As G20 finance ministers meet this week in Rome to discuss how they will build back from the pandemic, WaterAid is urging global leaders to commit to new funding of at least $1.2 billion to Water Sanitation and hygiene (WASH) to ensure all hospitals and clinics, particularly within the world’s poorest countries, have clean water, decent toilets and proper handwashing facilities.
Since the onset of Covid-19, rich countries have spent significant sums, an average of nearly 10% of their GDP, and a total of $20.6 trillion, on stimulus packages to help bolster their economies and to recover from the pandemic. The sum needed, $1.2 billion, equates to just thirty minutes-worth of the past year’s spending. This investment would bring these vital frontline defences against future pandemics to all healthcare facilities in the poorest nations.
In Nigeria, millions of people are at higher risk of COVID-19 and other infectious diseases as 96% of all healthcare centres in Nigeria lack access to basic water, sanitation and hygiene services – putting the lives of doctors, nurses, midwives and patients at risk. Providing doctors, nurses and patients with somewhere to clean their hands is one of the most effective ways to halt the spread of disease.
Whilst vaccines and therapeutics are urgently needed, lives are being put at risk every day because the very basics of disease prevention are being ignored. An essential injection of finance by the G20 would prevent millions of avoidable deaths through infections and diseases. Not only has research shown that washing hands with soap helps reduce the spread of coronaviruses by one third but it would also help curb the growth of antimicrobial resistance as antibiotics are too often used in unclean health facilities as a ‘quick fix’ in place of proper hygiene – Which is contributing to an increasingly alarming situation as antibiotics lose their power to fight infections.
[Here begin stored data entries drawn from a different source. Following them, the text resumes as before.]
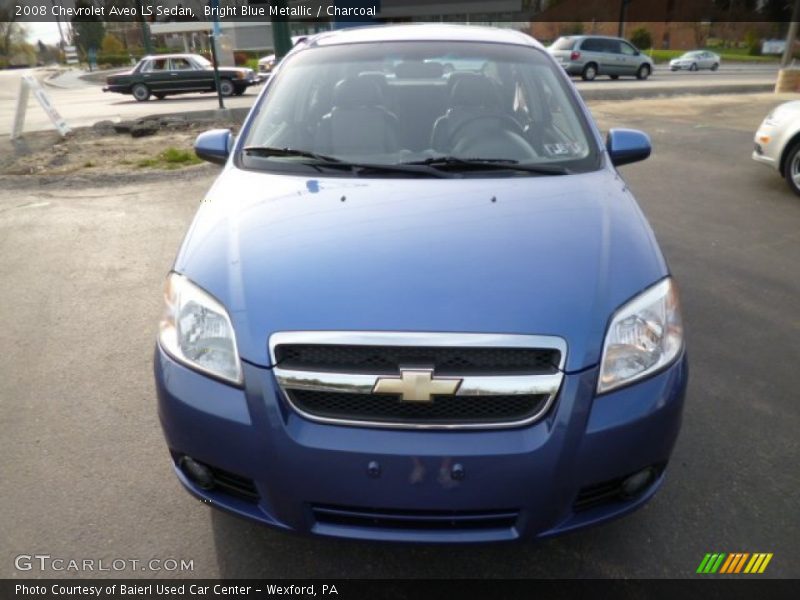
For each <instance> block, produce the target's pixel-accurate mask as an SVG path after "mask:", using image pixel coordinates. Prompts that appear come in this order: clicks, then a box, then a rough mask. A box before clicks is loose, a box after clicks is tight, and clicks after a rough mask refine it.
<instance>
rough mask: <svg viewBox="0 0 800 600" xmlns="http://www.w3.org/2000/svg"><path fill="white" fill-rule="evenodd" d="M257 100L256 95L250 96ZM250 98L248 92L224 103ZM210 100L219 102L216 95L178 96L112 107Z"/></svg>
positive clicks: (224, 100) (168, 103)
mask: <svg viewBox="0 0 800 600" xmlns="http://www.w3.org/2000/svg"><path fill="white" fill-rule="evenodd" d="M250 95H252V96H253V98H255V95H253V94H250ZM247 96H248V94H247V92H245V93H244V94H243V95H242V96H230V97H227V98H224V101H228V100H232V99H233V98H246V97H247ZM209 100H213V101H214V102H216V101H217V96H216V94H212V93H208V94H199V95H197V96H184V95H177V96H172V97H170V96H167V97H166V98H162V99H161V100H159V99H157V98H151V99H150V100H147V101H146V102H139V101H138V100H135V99H133V98H131V99H130V100H117V101H116V102H112V103H111V105H112V106H137V105H138V106H153V107H156V106H161V105H165V104H177V103H180V102H208V101H209Z"/></svg>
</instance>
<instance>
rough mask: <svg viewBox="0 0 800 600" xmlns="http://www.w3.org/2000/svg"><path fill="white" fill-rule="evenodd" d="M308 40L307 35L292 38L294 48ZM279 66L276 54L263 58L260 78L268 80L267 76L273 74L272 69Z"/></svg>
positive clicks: (262, 58)
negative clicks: (297, 44)
mask: <svg viewBox="0 0 800 600" xmlns="http://www.w3.org/2000/svg"><path fill="white" fill-rule="evenodd" d="M307 39H308V36H307V35H295V36H292V46H296V45H297V44H299V43H300V42H304V41H306V40H307ZM277 64H278V61H277V59H276V58H275V55H274V54H268V55H267V56H264V57H262V58H259V59H258V74H259V76H261V77H263V78H266V76H267V75H269V74H270V73H272V69H274V68H275V66H276V65H277Z"/></svg>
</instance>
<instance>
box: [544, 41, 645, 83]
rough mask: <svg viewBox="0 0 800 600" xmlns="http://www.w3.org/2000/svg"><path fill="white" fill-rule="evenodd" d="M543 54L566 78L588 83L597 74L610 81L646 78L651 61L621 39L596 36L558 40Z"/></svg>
mask: <svg viewBox="0 0 800 600" xmlns="http://www.w3.org/2000/svg"><path fill="white" fill-rule="evenodd" d="M547 51H548V52H549V53H550V54H551V55H552V56H553V57H554V58H555V59H556V61H558V63H559V64H560V65H561V66H562V67H564V69H565V70H566V71H567V73H569V74H570V75H580V76H581V77H582V78H583V79H584V80H585V81H592V80H593V79H594V78H595V77H597V76H598V75H608V76H609V77H611V79H617V78H619V77H636V78H637V79H647V78H648V77H649V76H650V74H651V73H652V72H653V60H652V59H651V58H650V57H649V56H647V55H646V54H644V53H642V52H640V51H639V49H638V48H636V46H634V45H633V44H631V43H630V42H628V41H627V40H623V39H622V38H614V37H604V36H599V35H572V36H563V37H560V38H558V39H557V40H556V41H555V42H553V44H552V45H551V46H550V47H549V48H547Z"/></svg>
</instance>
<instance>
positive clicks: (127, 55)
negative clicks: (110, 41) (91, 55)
mask: <svg viewBox="0 0 800 600" xmlns="http://www.w3.org/2000/svg"><path fill="white" fill-rule="evenodd" d="M97 64H98V65H108V66H110V67H123V66H124V67H127V66H130V64H131V55H130V54H128V53H127V52H120V53H109V52H98V53H97Z"/></svg>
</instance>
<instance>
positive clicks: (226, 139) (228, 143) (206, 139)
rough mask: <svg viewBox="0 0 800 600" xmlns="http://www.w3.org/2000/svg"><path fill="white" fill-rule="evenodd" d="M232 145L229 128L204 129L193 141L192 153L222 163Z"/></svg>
mask: <svg viewBox="0 0 800 600" xmlns="http://www.w3.org/2000/svg"><path fill="white" fill-rule="evenodd" d="M232 146H233V134H232V133H231V130H230V129H212V130H211V131H204V132H203V133H201V134H200V135H198V136H197V139H196V140H195V141H194V153H195V154H196V155H197V157H198V158H202V159H203V160H207V161H208V162H213V163H214V164H217V165H224V164H225V163H226V162H227V161H228V155H229V154H230V153H231V147H232Z"/></svg>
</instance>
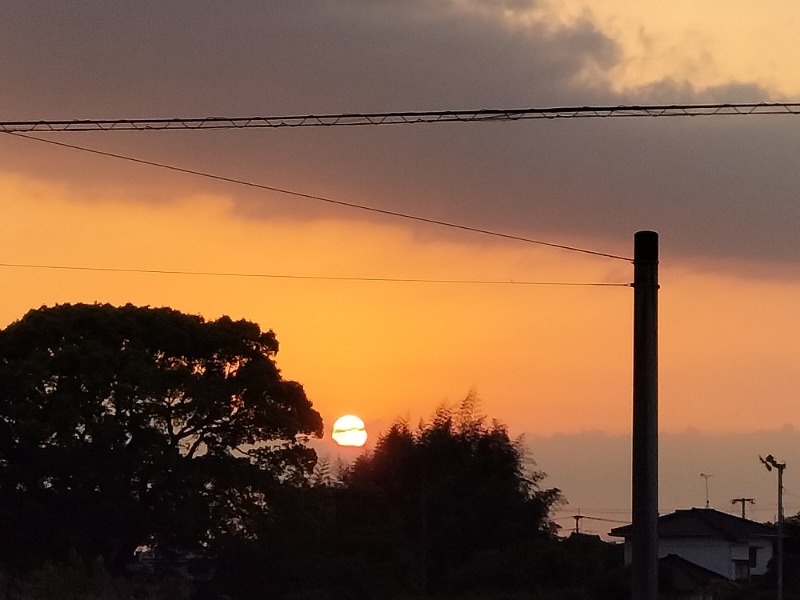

According to the World Health Organization, investment of this nature would take just one year to pay for itself and produce savings for every dollar invested thereafter. But an ever-growing debt crisis is preventing poorer countries from being able to invest into basic water services, with some countries paying billions of dollars in international debt service each year.
Evelyn Mere, Country Director, WaterAid Nigeria, said:
“Spending at least £1.2 billion on water, sanitation and hygiene for healthcare centres is a no-brainer investment, both saving lives now and also protecting against future pandemics and the devastation they cause. This sum equates to just thirty minutes-worth of what has been spent over the last year on Covid response packages. Yet it could change everything for the millions who have no option but to seek care from the 50 per cent of health care facilities in the poorest countries which don’t have clean water.
“We must find the money needed as a matter of urgency, to make sure all healthcare facilities in the poorest countries have clean water and soap before another pandemic hits. If frontline health workers can’t wash their hands, keep patients clean or have somewhere decent to go to the toilet, a hospital is not a hospital at all – it’s a breeding ground for disease.”